確かにカルマル連合は、デンマーク王という一人の人格がノルウェー王とスウェーデン王を兼任したことで、北欧三王国の王位を束ねたという点で歴史上はじめての事例です。しかし、王位に限定しなければ、こうした国家連合の事例はカルマル連合が最初ではありません。この子守歌を歌ったとされるブランカが嫁いだマグヌス・エリクソン王も、ノルウェー、スウェーデン=フィンランド、そして当時はデンマークの一部だったスコーネ(彼はスコーネの質権をデンマーク王から購入しました)を同時に支配しました。この14世紀半ばに実現したマグヌス・エリクソン王によるスカンディナヴィア支配圏は、面積の点で言えば、当時のヨーロッパ世界で一人の人格が支配する領域としては最大でした。

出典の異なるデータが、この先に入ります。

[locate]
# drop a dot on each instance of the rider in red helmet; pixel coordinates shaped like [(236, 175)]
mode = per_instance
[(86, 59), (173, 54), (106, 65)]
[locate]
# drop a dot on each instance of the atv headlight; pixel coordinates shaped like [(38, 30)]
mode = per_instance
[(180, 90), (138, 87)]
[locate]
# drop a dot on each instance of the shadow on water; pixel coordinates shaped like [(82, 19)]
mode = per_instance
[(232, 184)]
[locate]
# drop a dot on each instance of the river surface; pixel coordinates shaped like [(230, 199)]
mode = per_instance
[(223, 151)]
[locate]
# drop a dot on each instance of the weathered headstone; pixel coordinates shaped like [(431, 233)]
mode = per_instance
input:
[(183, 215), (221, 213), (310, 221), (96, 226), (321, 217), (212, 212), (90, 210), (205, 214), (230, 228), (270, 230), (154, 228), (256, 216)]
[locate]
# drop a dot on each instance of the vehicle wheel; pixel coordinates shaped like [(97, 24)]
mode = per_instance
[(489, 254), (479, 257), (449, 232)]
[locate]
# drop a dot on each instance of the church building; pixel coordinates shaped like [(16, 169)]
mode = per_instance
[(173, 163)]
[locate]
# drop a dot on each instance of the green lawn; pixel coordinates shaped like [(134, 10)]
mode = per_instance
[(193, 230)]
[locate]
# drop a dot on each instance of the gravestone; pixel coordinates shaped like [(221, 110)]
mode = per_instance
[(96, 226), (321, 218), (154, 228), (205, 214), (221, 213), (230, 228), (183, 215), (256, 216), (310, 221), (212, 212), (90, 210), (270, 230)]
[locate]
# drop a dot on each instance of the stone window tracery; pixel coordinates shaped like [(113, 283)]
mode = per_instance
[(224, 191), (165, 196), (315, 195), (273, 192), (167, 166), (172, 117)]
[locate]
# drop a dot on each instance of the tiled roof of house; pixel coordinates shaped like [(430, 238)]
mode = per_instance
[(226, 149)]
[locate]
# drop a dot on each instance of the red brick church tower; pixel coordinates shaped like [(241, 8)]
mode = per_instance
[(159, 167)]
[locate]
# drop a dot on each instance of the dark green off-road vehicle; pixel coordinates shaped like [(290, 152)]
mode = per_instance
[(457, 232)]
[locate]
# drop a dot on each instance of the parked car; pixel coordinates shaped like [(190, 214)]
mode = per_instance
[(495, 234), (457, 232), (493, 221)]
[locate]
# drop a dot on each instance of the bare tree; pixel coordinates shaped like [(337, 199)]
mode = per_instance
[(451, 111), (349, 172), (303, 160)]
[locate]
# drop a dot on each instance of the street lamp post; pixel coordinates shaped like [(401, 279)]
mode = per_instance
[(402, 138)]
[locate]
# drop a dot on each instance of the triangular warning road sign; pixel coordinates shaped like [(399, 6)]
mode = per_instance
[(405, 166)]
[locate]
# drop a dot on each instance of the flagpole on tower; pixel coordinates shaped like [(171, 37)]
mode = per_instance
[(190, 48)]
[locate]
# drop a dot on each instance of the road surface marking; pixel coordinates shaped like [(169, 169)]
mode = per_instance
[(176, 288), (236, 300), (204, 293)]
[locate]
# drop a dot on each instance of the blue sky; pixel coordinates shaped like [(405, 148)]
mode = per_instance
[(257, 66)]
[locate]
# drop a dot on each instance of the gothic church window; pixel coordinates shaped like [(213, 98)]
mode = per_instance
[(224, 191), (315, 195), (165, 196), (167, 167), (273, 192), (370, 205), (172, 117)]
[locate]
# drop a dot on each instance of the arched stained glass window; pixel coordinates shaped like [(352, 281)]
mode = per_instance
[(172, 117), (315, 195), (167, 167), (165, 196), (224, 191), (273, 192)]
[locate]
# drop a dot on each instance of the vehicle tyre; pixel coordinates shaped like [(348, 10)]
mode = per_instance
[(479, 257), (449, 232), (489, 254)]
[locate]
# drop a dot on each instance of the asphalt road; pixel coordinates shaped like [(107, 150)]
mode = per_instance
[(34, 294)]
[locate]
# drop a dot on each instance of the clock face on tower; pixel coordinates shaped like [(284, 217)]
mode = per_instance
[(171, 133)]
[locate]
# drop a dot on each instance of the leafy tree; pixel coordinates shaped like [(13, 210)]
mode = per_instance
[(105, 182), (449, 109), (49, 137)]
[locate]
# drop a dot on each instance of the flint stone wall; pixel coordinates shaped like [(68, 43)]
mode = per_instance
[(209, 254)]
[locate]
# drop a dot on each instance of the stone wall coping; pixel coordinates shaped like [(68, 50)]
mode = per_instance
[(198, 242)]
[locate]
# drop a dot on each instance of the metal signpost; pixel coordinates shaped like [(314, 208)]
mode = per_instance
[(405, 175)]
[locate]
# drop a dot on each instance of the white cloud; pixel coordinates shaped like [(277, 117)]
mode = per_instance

このマグヌス・エリクソン王の広域支配圏は、最近は「中央スカンディナヴィア帝国」などとも言われます。例えば、それぞれの王国には国法と王国参事会があって、それらは廃止されず、国王はそれぞれの王国でそれぞれの国法と参事会の助言に従って政治を行う形式など、マグヌス・エリクソン王が実践した方式はカルマル連合の原型としても知られています。北欧史の事実としてはここまでですが、マグヌス・エリクソン王に嫁いだブランカ王妃が歌う子守歌で、「ブランカという名前のお馬さんがマルグレーテのもとに向かう!」という歌詞がいみじくも歌われているという点は、中世後期にあって諸侯の合従連衡が激しかった複合国家の本場(あるいは近世という世界を準備した中世の黄昏の地)から嫁いできた王妃ブランカを通じて、北欧に複合国家を確立したマルグレーテの政治的手腕が育まれたような気がしてなりません。

« 何もかも、懐かしい… | トップページ | 激しく不味いピザ »

コメント

コメントを書く

コメントは記事投稿者が公開するまで表示されません。

(ウェブ上には掲載しません)

トラックバック


この記事へのトラックバック一覧です: 子守歌に見る複合国家:

« 何もかも、懐かしい… | トップページ | 激しく不味いピザ »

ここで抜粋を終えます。